Conservative observers might say that computation and big data make only quantitative changes in what we can do, not qualitative ones. Liberal observers might respond that large-enough quantitative changes can produce qualitative change. The printing press, for example, produced only a quantitative change in the time and cost required to make many copies of a document. Yet the qualitative changes that this quantitative change engendered in Western civilization were huge, probably enabling science itself.
So, maybe there are only two paradigms of science. But maybe there are four. Or then again, maybe there are three! In the last chapter of his book Phase Change, Douglas S. Robertson shifts from considering phase changes in scientific disciplines to considering the scientific method. He suggests the three paradigms (though he doesn't call them that) of collecting, compressing, and organizing information. Collecting information is clearly another term for observation and experimentation. Compressing information encompasses both traditional theory (e.g., mathematical modeling) and computational simulation (the compressed information is the simulation program). Organizing information refers to big data that can't be compressed.
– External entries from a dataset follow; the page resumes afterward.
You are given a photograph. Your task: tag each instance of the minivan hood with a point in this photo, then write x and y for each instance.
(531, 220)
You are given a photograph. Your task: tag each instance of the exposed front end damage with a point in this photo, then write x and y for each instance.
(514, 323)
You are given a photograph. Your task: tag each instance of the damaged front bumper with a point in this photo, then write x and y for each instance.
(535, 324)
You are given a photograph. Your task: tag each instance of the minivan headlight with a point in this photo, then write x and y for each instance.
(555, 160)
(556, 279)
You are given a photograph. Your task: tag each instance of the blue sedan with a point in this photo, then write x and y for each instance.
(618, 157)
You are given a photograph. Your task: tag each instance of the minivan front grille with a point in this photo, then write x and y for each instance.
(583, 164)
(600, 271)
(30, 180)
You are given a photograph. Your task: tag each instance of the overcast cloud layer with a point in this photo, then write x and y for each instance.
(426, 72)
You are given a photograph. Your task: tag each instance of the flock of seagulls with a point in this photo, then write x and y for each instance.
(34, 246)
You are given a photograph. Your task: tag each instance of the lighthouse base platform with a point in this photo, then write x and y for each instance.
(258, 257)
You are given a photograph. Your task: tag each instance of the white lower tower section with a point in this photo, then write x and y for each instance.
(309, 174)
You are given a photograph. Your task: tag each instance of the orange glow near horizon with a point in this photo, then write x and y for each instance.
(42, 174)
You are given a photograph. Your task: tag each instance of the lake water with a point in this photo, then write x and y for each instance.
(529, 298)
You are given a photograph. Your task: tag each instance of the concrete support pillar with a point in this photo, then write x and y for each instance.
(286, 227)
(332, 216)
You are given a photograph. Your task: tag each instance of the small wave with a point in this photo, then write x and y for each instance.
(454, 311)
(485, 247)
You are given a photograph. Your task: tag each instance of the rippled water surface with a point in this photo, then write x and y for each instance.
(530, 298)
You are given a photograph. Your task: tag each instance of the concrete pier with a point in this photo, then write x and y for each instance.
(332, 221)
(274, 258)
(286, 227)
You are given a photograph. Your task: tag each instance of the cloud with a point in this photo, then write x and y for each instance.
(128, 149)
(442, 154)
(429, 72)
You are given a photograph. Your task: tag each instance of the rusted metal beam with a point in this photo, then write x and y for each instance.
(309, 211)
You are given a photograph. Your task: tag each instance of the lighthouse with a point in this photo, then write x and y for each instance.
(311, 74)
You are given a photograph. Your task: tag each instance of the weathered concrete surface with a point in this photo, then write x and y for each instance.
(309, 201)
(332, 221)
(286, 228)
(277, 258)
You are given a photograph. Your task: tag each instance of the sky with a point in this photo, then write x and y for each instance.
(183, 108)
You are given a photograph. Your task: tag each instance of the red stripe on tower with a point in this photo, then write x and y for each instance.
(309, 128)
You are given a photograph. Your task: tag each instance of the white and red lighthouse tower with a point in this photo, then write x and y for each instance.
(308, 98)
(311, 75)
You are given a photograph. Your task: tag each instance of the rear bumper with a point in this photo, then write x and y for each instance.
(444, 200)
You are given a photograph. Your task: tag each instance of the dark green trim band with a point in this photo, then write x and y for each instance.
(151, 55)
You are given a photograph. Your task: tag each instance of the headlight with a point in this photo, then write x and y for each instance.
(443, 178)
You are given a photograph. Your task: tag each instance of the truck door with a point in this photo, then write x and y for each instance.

These are especially exciting times for science, and that excitement is due in no small measure to the effects that information technology is having on scientific disciplines and on the scientific method itself. In keeping with Yogi's dictum, it may be hard to predict what will be the most useful way of re-characterizing the scientific method in the future, when the dust kicked up by information technology settles.
1. George E. P. Box and Norman R. Draper, Empirical Model-Building and Response Surfaces (New York: Wiley, 1987), p. 424.
2. "Grid Computing: The Next Decade," Zakopane, Poland, January 4–6, 2012.
3. Computer, vol. 45, no. 2 (February 2012).
4. Brad Brown, Michael Chui, and James Manyika, "Are You Ready for the Era of 'Big Data'?" McKinsey Quarterly, October 2011.
5. William Sims Bainbridge, "The Scientific Research Potential of Virtual Worlds," Science, vol. 317, no. 5837 (July 27, 2007), pp. 472–476.
6. Douglas S. Robertson, The New Renaissance: Computers and the Next Level of Civilization (New York: Oxford University Press, 1998).
7. Douglas S. Robertson calls such inventions "phase changes," which allow paradigm shifts in the understanding of the sciences and mathematics. Although considering phase changes in disciplines rather than as paradigm additions to the scientific method, Robertson's book makes the claim, as do I in this article, for the revolutionary impact of information technology on science. For a book-length treatment with more examples and more details, see Douglas S. Robertson, Phase Change: The Computer Revolution in Science and Mathematics (New York: Oxford University Press, 2003).
8. Tony Hey, Stewart Tansley, and Kristin Tolle, The Fourth Paradigm: Data-Intensive Scientific Discovery (Redmond, Wash.: Microsoft Research, 2009).